Drukuj Powrót do artykułu

Putin może się obawiać ukraińskich demokratyczno-wolnościowych dążeń

04 marca 2014 | 17:35 | tom (KAI) / pm Ⓒ Ⓟ

Putin może się obawiać, że ukraińskie dążenia demokratyczno-wolnościowe przeniosą się do Rosji. Sukces modelu europejskiego, dążeń demokratycznych i proeuropejskich Ukraińców może być ciosem dla Kremla – uważa dr. Andrzej Szeptycki z Zakładu Integracji Europejskiej Instytutu Stosunków Międzynarodowych Uniwersytetu Warszawskiego.

Ekspert problematyki Wschodniej zwraca uwagę, że „ostatnie działania Rosji – manipulacja faktami, propaganda rodem z minionej epoki, rozmyślne łamanie prawa międzynarodowego – dowodzą, że władzom rosyjskim, przynajmniej w odniesieniu do Ukrainy, ufać nie można”.

Publikujemy tekst wywiadu:

KAI: Podczas poniedziałkowej konferencji prasowej w Moskwie prezydent Rosji Władimir Putin zadeklarował: „Nie mamy zamiaru walczyć przeciw narodowi ukraińskiemu”. Można mu wierzyć?

Dr Andrzej Szeptycki: Ostatnie działania Rosji – manipulacja faktami, propaganda rodem z minionej epoki, rozmyślne łamanie prawa międzynarodowego – dowodzą, że władzom rosyjskim, przynajmniej w odniesieniu do Ukrainy, ufać nie można.

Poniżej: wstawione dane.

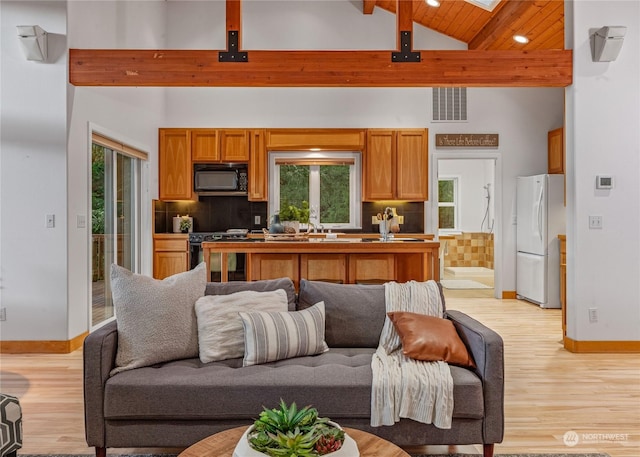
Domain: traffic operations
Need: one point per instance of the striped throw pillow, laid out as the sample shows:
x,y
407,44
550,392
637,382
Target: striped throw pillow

Ukraińcy jasno pokazali swój stosunek do poprzednich władz tego kraju – nie tylko w Kijowie czy na zachodzie Ukrainy, ale też na wschodnio- i południowoukraińskich „Euromajdanach”.

Tymczasem rosyjski prezydent wciąż wspiera swego ukraińskiego podopiecznego, który znalazł schronienie na terenie Rosji. Według badań z grudnia 2013 r. ok. 68% społeczeństwa ukraińskiego chciałoby, aby Ukraina i Rosja były dwoma odrębnymi, acz żyjącymi w przyjaźni państwami. Niestety prezydent Putin widzi chyba tę kwestię inaczej niż naród ukraiński, którego chce „bronić”.

KAI: Jak ocenia Pan obecną sytuację na Ukrainie? Czy istnieje zagrożenie wojną rosyjsko-ukraińską?

– Żadnej opcji nie można wykluczyć. Wojska rosyjskie weszły na Krym. Sądzę, że raczej już stamtąd nie wyjdą, gdyż nie leży to w naturze polityki Rosji. Powstaje natomiast pytanie, czy poprzestaną na tym, czy też podjęte zostaną dalsze działania.

Możliwości są tutaj co najmniej dwie. Jedna to dalsza eskalacja konfliktu, przejęcie całego półwyspu krymskiego i uczynienie z niego czegoś w rodzaju Nadniestrza, quasi państwa pod ochroną wojsk rosyjskich, co łączyłoby się z rozbrojeniem stacjonujących tam wojsk ukraińskich, czy też (co trudniejsze) skłonienia ich na przejście na stronę Rosjan.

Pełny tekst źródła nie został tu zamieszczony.